I want to talk about tattoos today. Again.
I have had plans to be one inked up little old lady by the time I am in fact a little old lady. Right now as the plan stands most of my tattoos are either literary, or seriously meaningful images.
I've been dinking around with a Bukowski quote that I love for months now and think I'm going to take it to an artist for my birthday. Recently when I was talking about this with someone and my plans for something around my hips/sides and onto my belly she was fairly horrified.
Not because it's a lot of ink to plan for but because I'm fat.
She didn't say it outright but, she made the point quite clear. It was one of those backhanded, "Oh you're so brave."
Bravery has jackall to do with it.
As I pointed out to her, my body fat or not is not meant for her or anyone else's approval but my own. Aside from that neither she nor anyone else has to look at my body.

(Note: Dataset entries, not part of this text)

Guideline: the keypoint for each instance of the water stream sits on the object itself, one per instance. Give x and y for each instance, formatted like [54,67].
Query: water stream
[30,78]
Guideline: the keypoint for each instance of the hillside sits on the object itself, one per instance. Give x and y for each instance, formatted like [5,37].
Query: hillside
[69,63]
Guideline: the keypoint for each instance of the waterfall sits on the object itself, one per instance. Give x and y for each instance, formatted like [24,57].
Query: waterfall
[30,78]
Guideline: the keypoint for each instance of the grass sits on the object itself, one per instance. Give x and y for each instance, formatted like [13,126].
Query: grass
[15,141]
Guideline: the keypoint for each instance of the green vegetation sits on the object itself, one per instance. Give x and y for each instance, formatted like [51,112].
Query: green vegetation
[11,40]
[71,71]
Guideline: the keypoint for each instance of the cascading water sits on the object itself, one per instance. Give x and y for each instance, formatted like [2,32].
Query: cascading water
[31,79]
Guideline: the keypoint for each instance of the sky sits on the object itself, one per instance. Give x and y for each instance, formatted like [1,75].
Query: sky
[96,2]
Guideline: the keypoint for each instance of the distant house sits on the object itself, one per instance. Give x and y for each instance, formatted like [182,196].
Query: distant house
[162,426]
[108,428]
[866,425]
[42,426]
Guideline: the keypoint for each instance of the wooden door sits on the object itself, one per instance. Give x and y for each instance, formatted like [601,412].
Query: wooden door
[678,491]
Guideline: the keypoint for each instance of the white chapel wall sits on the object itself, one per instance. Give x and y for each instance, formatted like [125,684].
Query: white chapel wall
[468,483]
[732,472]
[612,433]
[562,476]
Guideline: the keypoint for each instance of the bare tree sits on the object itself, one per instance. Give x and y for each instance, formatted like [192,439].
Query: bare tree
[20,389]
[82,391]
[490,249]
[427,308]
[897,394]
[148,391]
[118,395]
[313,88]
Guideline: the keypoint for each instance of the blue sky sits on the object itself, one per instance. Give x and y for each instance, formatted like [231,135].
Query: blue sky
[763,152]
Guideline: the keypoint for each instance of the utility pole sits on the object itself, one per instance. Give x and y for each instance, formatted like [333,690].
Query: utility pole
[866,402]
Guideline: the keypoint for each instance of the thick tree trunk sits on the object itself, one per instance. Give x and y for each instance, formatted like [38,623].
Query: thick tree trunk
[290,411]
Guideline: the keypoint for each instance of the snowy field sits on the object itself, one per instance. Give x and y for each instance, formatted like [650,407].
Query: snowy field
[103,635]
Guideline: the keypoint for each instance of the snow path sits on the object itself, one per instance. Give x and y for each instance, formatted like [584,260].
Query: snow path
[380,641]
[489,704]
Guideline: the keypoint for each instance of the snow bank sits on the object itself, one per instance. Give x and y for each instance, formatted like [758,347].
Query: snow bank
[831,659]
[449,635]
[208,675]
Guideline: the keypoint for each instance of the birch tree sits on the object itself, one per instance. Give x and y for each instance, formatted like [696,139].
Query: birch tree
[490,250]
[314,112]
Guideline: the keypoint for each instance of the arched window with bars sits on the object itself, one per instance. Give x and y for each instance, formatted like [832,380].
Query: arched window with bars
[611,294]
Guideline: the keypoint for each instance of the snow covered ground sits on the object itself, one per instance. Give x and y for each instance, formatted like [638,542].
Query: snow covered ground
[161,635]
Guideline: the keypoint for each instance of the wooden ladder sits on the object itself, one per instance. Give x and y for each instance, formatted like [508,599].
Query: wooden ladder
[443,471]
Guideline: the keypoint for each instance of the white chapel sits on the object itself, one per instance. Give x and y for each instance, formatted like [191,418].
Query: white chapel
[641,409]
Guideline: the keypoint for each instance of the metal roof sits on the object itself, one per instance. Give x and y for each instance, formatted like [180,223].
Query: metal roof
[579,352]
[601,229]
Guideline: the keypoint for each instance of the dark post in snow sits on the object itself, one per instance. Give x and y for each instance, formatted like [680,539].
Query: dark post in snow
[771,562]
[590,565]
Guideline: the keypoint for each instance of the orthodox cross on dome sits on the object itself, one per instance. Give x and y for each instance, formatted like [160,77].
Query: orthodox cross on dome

I find it astonishing the level of ire that can be raised when people are reminded that they do not have ownership over or even a say in what someone else does with their body. I don't get it.
I'm also still stretching my ears. I had a pair of 12g talons but they have mysteriously disappeared. I have a feeling I just thought about buying them rather than getting them. So I will probably pick these up after I get paid next. Nothing fancy until I get to 10g.
Once my ears are healed at 10 I will probably pick up something awesome. Probably horn or bone.
I have wee tiny earlobes so I will probably stop at 10.
Prior to that I'll probably get my right nostril pierced first so I am done with new piercings.
I am scattered. My sciatica (fucking stupid back/nerves/whatever the fuck else is going on in there) is acting up like a mother fucker and trying to concentrate while I have flaming shooting pain from my ass to ankle is hard.
So yeah I took a walk and that only sort of helped so I'm going to pace a little for my last two hours of work.